Forrester saves their immediate call to action in the guide for advising security leaders to begin divesting legacy security tools immediately, with a specific focus on interactive application security testing (IAST), standalone cybersecurity risk-rating (CRR) products, and fragmented Security Service Edge (SSE), SD-WAN, and Zero Trust Network Access (ZTNA) solutions.
Instead, Forrester advises, security leaders need to prioritize more integrated platforms that enhance visibility and streamline management. Unified Secure Access Service Edge (SASE) solutions from Palo Alto Networks and Netskope now provide essential consolidation. At the same time, integrated Third-Party Risk Management (TPRM) and continuous monitoring platforms from UpGuard, Panorays and RiskRecon replace standalone CRR tools the consulting firm advises.
Additionally, automated remediation powered by Microsoft’s MDVM with Intune, Tanium’s endpoint management, and DevOps-focused solutions like Mondoo has emerged as a critical capability for real-time threat neutralization.
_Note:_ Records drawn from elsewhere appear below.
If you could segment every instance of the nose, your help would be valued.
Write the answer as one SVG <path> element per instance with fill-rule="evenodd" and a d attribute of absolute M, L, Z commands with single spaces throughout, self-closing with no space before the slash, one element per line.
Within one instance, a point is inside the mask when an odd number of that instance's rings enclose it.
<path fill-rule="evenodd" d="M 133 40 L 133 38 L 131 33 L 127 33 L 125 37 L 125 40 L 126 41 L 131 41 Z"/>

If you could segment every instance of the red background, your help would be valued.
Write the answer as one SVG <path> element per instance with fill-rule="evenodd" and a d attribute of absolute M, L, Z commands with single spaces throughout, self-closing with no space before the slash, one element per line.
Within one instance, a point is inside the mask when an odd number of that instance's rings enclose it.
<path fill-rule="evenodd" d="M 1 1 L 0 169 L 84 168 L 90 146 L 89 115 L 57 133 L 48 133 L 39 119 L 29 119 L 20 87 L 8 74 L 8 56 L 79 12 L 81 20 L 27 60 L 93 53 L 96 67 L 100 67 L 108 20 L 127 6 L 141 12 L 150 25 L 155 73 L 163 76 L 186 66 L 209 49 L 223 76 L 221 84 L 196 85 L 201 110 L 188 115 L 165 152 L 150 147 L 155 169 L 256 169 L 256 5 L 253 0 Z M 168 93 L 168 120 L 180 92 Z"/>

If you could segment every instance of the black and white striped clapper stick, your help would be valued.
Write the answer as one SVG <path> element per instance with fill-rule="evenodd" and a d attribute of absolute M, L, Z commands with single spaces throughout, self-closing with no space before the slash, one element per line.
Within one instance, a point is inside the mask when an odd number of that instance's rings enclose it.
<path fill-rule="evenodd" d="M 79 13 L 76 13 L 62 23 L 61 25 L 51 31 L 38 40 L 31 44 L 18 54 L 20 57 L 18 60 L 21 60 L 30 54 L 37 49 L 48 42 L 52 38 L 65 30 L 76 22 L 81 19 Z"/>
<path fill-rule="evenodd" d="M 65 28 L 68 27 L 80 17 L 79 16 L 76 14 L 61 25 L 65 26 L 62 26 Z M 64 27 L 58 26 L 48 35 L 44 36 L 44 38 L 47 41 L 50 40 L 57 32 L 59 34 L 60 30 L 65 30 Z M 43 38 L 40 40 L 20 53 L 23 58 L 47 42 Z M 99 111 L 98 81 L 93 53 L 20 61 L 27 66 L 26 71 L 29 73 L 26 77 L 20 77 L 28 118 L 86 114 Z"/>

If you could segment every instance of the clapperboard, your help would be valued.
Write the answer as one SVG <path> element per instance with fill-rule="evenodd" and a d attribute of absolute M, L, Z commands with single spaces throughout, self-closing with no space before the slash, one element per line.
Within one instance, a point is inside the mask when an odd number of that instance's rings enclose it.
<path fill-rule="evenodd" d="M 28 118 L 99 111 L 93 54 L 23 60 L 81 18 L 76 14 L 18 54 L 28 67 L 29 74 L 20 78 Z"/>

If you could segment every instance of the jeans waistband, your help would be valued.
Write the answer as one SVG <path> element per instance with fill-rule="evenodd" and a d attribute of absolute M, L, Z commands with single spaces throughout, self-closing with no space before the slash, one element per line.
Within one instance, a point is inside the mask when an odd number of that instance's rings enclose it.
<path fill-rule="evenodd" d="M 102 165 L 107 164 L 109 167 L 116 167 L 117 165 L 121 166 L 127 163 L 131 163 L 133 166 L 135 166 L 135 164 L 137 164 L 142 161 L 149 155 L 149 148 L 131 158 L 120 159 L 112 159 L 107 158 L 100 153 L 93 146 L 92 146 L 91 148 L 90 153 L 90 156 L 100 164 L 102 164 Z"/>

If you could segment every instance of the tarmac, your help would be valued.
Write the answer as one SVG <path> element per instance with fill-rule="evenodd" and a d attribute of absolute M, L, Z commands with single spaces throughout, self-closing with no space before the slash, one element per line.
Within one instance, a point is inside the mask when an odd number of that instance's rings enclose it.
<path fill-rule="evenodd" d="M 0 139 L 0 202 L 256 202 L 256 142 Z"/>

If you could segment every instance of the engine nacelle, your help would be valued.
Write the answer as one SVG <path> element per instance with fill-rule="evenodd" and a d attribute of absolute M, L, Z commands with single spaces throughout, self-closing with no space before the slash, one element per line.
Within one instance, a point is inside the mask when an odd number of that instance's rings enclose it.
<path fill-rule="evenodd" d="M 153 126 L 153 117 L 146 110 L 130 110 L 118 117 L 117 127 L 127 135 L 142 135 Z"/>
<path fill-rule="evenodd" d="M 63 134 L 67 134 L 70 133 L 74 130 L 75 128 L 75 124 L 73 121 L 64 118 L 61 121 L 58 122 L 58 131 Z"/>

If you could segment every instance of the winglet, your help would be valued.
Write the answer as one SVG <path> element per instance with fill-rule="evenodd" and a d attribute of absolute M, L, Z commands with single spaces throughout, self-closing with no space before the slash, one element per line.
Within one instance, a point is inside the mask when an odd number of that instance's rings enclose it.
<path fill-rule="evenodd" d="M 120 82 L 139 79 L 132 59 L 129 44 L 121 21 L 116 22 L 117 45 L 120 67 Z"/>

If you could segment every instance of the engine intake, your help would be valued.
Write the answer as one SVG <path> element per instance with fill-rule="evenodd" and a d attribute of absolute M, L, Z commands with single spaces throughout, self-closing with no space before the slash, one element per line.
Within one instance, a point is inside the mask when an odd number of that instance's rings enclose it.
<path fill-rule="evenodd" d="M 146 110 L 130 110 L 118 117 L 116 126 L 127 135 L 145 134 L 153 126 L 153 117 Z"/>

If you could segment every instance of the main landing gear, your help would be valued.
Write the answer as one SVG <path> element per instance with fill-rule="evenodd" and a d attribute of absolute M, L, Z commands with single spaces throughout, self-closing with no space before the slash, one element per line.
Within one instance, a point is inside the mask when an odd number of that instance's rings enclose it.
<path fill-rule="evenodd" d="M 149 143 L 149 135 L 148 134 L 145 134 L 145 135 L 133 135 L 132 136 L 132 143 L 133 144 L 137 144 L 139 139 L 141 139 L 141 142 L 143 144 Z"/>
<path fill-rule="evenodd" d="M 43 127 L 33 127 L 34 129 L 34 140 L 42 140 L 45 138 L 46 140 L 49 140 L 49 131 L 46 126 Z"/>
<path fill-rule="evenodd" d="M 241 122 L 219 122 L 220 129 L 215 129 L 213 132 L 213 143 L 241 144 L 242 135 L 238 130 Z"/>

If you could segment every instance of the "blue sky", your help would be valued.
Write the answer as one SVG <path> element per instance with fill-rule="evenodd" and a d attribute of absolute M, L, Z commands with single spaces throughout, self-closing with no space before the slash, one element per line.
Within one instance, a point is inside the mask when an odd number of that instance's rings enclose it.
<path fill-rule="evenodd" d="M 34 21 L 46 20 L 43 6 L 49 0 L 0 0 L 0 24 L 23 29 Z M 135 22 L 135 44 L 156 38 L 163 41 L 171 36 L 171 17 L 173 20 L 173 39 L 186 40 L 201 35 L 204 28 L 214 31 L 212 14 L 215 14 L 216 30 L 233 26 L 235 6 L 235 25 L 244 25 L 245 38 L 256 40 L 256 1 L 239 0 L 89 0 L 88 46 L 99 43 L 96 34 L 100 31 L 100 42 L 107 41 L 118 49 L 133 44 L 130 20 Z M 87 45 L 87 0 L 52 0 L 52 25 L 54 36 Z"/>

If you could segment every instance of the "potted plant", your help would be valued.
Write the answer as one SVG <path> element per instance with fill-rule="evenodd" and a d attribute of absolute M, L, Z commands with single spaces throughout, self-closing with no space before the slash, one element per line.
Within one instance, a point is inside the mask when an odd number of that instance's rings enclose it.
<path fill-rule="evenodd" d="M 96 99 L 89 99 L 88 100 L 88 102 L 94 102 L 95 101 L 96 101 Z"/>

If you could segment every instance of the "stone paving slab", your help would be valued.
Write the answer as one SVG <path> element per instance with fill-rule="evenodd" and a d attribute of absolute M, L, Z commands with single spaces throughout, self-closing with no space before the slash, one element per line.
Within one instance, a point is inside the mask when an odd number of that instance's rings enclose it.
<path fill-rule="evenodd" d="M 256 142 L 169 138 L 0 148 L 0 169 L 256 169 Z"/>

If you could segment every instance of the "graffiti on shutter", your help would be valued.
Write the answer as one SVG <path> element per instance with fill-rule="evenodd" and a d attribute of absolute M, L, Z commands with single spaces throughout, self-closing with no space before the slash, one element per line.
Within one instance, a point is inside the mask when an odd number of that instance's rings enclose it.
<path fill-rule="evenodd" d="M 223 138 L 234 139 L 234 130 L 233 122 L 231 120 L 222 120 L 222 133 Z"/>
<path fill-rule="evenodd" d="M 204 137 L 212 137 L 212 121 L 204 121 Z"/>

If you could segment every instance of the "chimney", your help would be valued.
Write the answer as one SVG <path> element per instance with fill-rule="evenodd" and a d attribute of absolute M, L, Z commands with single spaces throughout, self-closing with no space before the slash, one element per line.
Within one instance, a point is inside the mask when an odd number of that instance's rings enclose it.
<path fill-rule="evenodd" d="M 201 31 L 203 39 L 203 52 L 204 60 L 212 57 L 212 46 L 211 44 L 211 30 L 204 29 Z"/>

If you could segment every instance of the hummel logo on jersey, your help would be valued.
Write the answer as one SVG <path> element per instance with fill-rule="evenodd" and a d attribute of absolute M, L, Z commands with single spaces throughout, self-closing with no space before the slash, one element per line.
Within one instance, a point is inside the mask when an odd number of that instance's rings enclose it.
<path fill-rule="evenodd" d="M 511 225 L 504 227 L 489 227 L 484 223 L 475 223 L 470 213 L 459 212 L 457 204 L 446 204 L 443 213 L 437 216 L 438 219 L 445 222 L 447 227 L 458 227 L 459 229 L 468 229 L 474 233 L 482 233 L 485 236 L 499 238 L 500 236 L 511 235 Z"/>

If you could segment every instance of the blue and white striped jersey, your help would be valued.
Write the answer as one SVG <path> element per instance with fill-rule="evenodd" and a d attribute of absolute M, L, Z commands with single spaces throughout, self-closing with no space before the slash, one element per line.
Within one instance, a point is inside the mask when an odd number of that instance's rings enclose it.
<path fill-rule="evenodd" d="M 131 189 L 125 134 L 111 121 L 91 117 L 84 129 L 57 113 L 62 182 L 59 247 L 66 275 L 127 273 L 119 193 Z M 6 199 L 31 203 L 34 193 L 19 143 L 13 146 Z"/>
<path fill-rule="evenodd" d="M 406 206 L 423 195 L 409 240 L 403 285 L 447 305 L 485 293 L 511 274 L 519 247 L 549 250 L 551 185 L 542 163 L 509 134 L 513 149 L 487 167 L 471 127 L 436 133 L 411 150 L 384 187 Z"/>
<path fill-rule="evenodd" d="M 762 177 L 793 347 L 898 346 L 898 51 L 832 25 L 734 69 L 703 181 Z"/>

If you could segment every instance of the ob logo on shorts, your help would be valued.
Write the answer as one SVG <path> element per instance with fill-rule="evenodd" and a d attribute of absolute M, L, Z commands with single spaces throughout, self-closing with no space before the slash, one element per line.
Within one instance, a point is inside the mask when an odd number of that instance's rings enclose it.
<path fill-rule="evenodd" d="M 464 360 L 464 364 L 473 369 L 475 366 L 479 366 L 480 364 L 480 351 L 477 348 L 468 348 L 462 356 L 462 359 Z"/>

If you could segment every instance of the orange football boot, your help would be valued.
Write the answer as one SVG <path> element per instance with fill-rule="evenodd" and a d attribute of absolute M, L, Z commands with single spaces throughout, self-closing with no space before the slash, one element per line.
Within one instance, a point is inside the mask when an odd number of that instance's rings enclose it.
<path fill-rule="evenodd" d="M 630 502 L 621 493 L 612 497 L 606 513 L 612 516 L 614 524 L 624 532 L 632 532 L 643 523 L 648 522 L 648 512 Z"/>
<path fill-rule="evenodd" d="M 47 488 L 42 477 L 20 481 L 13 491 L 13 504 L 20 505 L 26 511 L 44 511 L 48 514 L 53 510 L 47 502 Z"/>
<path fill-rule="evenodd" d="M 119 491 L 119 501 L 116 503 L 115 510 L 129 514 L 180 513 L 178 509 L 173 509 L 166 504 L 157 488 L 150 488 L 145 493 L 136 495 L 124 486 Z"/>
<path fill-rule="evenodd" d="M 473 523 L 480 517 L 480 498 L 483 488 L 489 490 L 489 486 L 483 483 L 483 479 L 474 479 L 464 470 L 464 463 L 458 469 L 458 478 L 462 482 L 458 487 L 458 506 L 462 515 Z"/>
CISOs must consolidate security at AI’s inference edge or risk losing control
Consolidating tools at inference’s edge is the future of cybersecurity, especially as AI threats intensify. “For CISOs, the playbook is crystal clear,” Rees concluded. “Consolidate controls decisively at the inference edge. Introduce robust behavioral anomaly detection. Strengthen Retrieval-Augmented Generation (RAG) systems with provenance checks and defined abstain paths. Above all, invest heavily in runtime defenses and support the specialized teams who operate them. Execute this playbook, and you achieve secure AI deployments at true scale.”